He came forward a step and swayed.
Cary's father caught him as he fell and laid him on the lounge.
* * * * *
That night Cary was ill. The next day she was worse. She complained of a sharp pain in her side and toward evening she began to breathe heavily.
At nine, when the post surgeon came again, she was burning with fever, and he shook his head when he listened to her lungs.
"It looks confoundedly like pneumonia," he told the Lieutenant who was standing anxiously by Cary's little brass bed, and he went off to look up a nurse.
The Lieutenant bent over the child a moment after the surgeon had left, and then he turned hastily away and lowered the lamp and shaded its glare from Cary's eyes. Then he went over to the window and stood looking out. Below him stretched the yard of his quarters. It was Cary's playground. Beyond the garden lay the parade ground and further off the other officers' quarters. He could see Cary now, her long, straight hair flying in the wind as she tore by the flagstaff to meet him on his return from duty.
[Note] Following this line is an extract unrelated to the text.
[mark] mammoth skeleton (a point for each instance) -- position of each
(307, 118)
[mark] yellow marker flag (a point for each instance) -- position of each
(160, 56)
Way off in the distance he could see the dim, dark outline of the Fort's walls, and beyond, the strip of moonlit sea. He had used to carry Cary on his shoulders, when she was a baby, along those walls and she had used to clap her hands at the sunlight dancing on the water. Everything spoke to him of Cary. He turned and went back to the bed and knelt down by it and buried his head close to the child's—so close that he could feel her hot breath on his cheek.
"I was a fool," he told himself, passionately, "to fancy I could care for a little flower, but I couldn't give her up after her mother died."
He rose presently and cautiously heightened the lamp and wrote a hurried line on a scrap of paper.
"Cary is ill. Pneumonia. Mam' Amy is away. Will you come?"